Green Square Plaza

_Location: Sydney, Australia

_Company: Hassell | www.hassellstudio.com

_Clients: City of Sydney / Stewart Hollenstein in association with Stewart Architecture

_Size: 8,500 sqm

_Year completed: 2018

_Text credits: Hassell

Project Description

Completed in 2018, library plaza will be the public heart of the wider Green Square Precinct. It will act as an ‘urban living room’ for the surrounding residents, providing places for exploration, creativity and connection, with multiple programs for events, passive recreational spaces and social gathering opportunities.

The City of Sydney’s Green Square Library and Plaza project, designed by architects Stewart Hollenstein, redefines the traditional idea of a public library. The innovative design scheme, which won an international competition, locates the library underground, allowing for a significant new urban plaza to be realised at street level. It fuses built form and landscape to create flexible public amenities within a verdant open setting.

Hassell has been engaged as the landscape architect to develop the plaza design, using the competition scheme as a point of reference. The plaza’s new trees, multiple garden beds with native grasses, and central turf area will contribute over 420 sqm to Sydney’s urban green space.

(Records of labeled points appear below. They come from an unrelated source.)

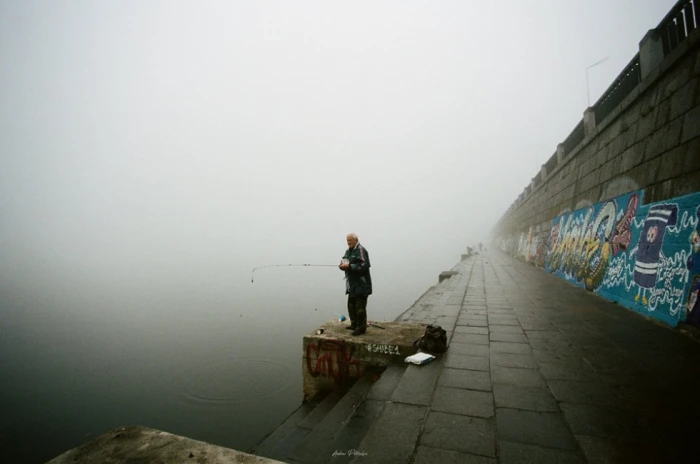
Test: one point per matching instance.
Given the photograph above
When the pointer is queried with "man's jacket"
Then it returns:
(358, 279)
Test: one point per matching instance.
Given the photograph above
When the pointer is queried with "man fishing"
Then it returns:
(358, 283)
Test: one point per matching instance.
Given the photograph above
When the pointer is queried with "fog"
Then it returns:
(153, 153)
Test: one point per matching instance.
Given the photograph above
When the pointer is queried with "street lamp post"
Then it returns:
(588, 92)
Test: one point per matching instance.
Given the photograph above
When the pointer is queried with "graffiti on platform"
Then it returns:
(644, 257)
(384, 349)
(333, 359)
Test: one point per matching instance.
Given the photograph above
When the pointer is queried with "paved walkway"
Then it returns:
(541, 371)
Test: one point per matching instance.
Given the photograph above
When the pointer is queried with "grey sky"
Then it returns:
(199, 139)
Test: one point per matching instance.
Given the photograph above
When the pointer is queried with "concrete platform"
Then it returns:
(131, 445)
(335, 359)
(540, 371)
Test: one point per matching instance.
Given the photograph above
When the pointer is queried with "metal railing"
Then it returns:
(625, 82)
(678, 24)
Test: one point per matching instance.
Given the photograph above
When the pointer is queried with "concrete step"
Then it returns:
(285, 448)
(393, 436)
(267, 445)
(347, 441)
(385, 386)
(316, 446)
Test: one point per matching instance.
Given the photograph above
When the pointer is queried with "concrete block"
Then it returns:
(686, 184)
(600, 158)
(517, 452)
(393, 436)
(461, 401)
(531, 399)
(682, 100)
(674, 80)
(609, 170)
(691, 125)
(645, 125)
(659, 192)
(589, 122)
(691, 161)
(630, 136)
(631, 157)
(335, 358)
(617, 146)
(549, 430)
(651, 52)
(134, 444)
(663, 114)
(644, 174)
(417, 384)
(459, 433)
(671, 163)
(461, 378)
(668, 137)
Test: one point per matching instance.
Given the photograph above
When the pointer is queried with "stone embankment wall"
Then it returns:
(616, 209)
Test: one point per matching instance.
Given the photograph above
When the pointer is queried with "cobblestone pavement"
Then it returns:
(541, 371)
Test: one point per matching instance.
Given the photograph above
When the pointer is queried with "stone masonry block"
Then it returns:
(645, 125)
(682, 100)
(663, 114)
(600, 158)
(673, 81)
(664, 139)
(630, 136)
(691, 161)
(616, 147)
(672, 163)
(609, 170)
(645, 174)
(691, 124)
(631, 157)
(686, 184)
(659, 192)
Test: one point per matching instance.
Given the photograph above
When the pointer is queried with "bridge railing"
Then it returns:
(678, 24)
(625, 82)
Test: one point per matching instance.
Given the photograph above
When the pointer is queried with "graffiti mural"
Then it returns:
(693, 266)
(531, 246)
(643, 257)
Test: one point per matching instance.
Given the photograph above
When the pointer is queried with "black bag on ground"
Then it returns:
(434, 340)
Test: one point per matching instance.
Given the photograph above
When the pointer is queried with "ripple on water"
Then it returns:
(232, 380)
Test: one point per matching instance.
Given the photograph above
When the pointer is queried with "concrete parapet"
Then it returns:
(589, 122)
(334, 359)
(140, 444)
(651, 52)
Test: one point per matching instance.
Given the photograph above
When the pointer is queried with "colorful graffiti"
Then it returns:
(533, 246)
(647, 257)
(333, 359)
(693, 266)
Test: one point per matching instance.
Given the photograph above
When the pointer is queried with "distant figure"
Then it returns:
(358, 283)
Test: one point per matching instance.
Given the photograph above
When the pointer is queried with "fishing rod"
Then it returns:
(284, 265)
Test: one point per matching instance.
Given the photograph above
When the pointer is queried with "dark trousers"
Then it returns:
(357, 310)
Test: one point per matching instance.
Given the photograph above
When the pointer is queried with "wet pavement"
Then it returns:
(541, 371)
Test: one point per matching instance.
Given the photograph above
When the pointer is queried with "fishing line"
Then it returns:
(285, 265)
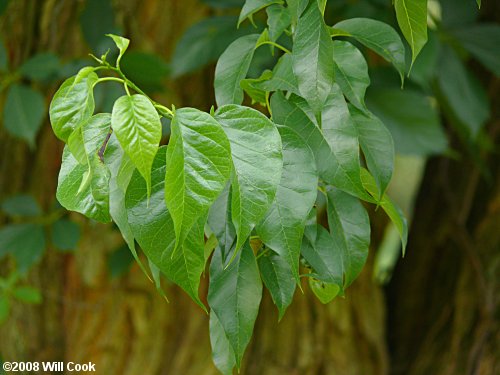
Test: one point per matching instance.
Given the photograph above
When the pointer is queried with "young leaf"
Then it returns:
(234, 296)
(253, 6)
(153, 228)
(378, 36)
(390, 208)
(351, 72)
(198, 167)
(283, 226)
(277, 276)
(138, 128)
(412, 19)
(257, 159)
(350, 231)
(312, 58)
(232, 67)
(377, 145)
(71, 104)
(23, 112)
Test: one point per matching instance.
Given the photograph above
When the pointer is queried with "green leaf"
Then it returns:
(324, 291)
(82, 189)
(482, 41)
(351, 72)
(232, 67)
(412, 120)
(65, 235)
(71, 104)
(319, 251)
(377, 145)
(41, 67)
(24, 112)
(378, 36)
(278, 20)
(222, 352)
(21, 205)
(283, 226)
(312, 58)
(412, 19)
(277, 276)
(153, 228)
(350, 230)
(234, 295)
(26, 242)
(138, 128)
(198, 167)
(253, 6)
(27, 294)
(257, 159)
(390, 208)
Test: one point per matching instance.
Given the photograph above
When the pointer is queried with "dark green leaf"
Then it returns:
(257, 159)
(23, 112)
(231, 68)
(21, 205)
(234, 295)
(198, 167)
(71, 104)
(65, 235)
(312, 58)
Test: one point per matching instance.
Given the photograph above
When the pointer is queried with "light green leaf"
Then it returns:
(153, 228)
(26, 243)
(390, 208)
(277, 276)
(222, 352)
(351, 72)
(232, 67)
(138, 128)
(324, 291)
(257, 159)
(71, 104)
(378, 36)
(198, 167)
(65, 234)
(234, 295)
(377, 145)
(312, 58)
(21, 205)
(253, 6)
(350, 230)
(24, 112)
(283, 226)
(278, 19)
(412, 19)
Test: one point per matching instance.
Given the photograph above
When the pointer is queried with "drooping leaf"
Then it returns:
(351, 72)
(21, 205)
(377, 145)
(277, 276)
(198, 167)
(253, 6)
(412, 19)
(257, 159)
(350, 230)
(378, 36)
(232, 67)
(312, 58)
(24, 112)
(71, 104)
(153, 229)
(234, 295)
(283, 226)
(138, 128)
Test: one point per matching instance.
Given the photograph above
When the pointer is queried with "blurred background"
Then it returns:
(70, 291)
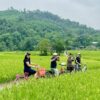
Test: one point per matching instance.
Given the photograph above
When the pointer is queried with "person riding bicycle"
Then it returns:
(54, 60)
(70, 60)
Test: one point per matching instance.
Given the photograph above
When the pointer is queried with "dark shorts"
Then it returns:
(30, 72)
(70, 69)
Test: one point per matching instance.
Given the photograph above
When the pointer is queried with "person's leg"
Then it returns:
(56, 72)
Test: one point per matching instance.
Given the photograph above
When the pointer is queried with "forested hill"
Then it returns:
(23, 30)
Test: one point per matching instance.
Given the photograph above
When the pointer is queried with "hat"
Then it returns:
(55, 54)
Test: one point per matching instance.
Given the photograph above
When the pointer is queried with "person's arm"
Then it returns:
(30, 65)
(53, 59)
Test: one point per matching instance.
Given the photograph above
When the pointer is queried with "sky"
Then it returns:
(83, 11)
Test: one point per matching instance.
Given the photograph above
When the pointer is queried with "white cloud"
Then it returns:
(83, 11)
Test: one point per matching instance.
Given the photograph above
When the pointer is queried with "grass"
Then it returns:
(75, 86)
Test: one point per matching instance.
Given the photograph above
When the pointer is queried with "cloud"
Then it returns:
(83, 11)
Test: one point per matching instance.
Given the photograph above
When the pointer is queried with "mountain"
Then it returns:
(23, 30)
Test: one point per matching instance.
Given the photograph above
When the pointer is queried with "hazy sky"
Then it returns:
(83, 11)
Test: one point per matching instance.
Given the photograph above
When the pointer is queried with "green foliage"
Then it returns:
(75, 86)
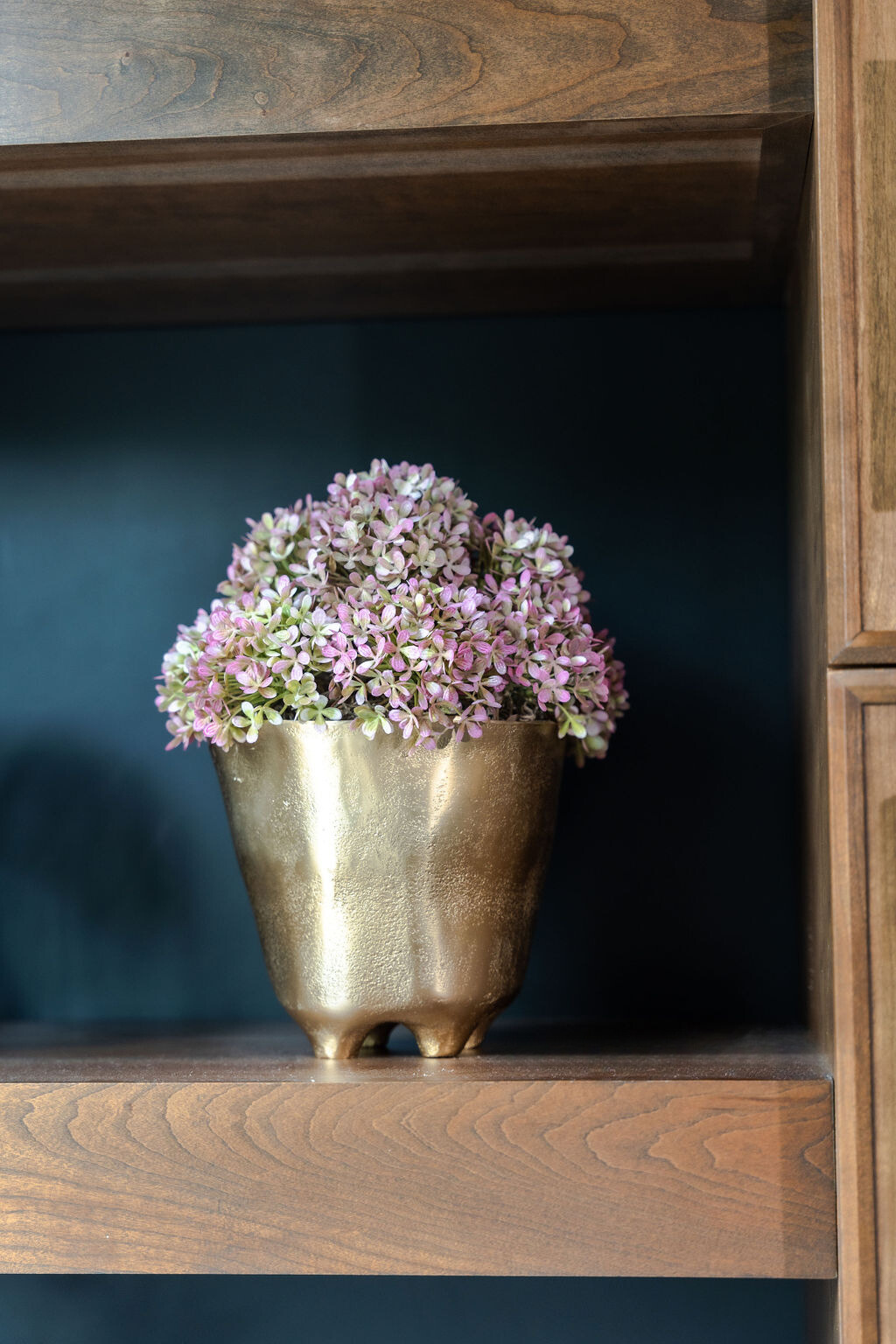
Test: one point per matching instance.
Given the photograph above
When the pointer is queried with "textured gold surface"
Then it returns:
(391, 886)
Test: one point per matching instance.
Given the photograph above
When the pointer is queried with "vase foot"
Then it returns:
(479, 1032)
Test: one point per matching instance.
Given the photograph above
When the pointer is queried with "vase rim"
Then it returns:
(343, 726)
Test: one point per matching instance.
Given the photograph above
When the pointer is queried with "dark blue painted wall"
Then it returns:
(128, 464)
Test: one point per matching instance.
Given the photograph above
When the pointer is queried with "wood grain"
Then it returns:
(280, 1053)
(863, 787)
(388, 223)
(120, 70)
(468, 1171)
(856, 165)
(878, 741)
(810, 611)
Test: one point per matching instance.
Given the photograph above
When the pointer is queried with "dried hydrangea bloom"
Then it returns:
(394, 604)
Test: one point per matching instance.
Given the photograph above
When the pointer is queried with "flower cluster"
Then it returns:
(394, 604)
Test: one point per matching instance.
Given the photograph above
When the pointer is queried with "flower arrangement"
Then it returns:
(396, 605)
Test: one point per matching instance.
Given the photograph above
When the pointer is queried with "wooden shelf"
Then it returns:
(332, 162)
(235, 1152)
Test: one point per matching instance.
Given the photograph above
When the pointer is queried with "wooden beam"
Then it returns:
(477, 220)
(120, 70)
(250, 1158)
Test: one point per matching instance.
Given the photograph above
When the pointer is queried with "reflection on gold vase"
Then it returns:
(394, 886)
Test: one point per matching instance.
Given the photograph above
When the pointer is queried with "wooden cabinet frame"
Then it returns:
(199, 171)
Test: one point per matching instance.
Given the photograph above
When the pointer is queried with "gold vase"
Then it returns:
(393, 886)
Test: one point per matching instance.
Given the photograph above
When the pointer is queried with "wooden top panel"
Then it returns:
(120, 70)
(265, 1053)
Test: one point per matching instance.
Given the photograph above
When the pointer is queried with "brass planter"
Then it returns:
(393, 886)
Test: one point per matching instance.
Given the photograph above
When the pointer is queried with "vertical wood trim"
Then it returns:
(880, 824)
(856, 164)
(863, 845)
(833, 165)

A key feature is the ring of 40 Corymbia citriodora trees planted around the edge of the site. This lofty specimen, which grows to approximately 35 metres in height, will moderate the scale of adjacent buildings, provide shade within the plaza, and create seasonal character though changes in bark and foliage.

The careful selection of drought tolerant species, and implementation of passive irrigation via surface collection drains, will also reduce the demand on potable irrigation.

 The library and plaza will be the public heart of the wider Green Square Precinct, and one of the first sites built in its overall redevelopment. It will act as an ‘urban living room’ for the surrounding residents, providing places for exploration, creativity and connection; with multiple programs for events, passive recreational spaces and social gathering opportunities incorporated in the overall design.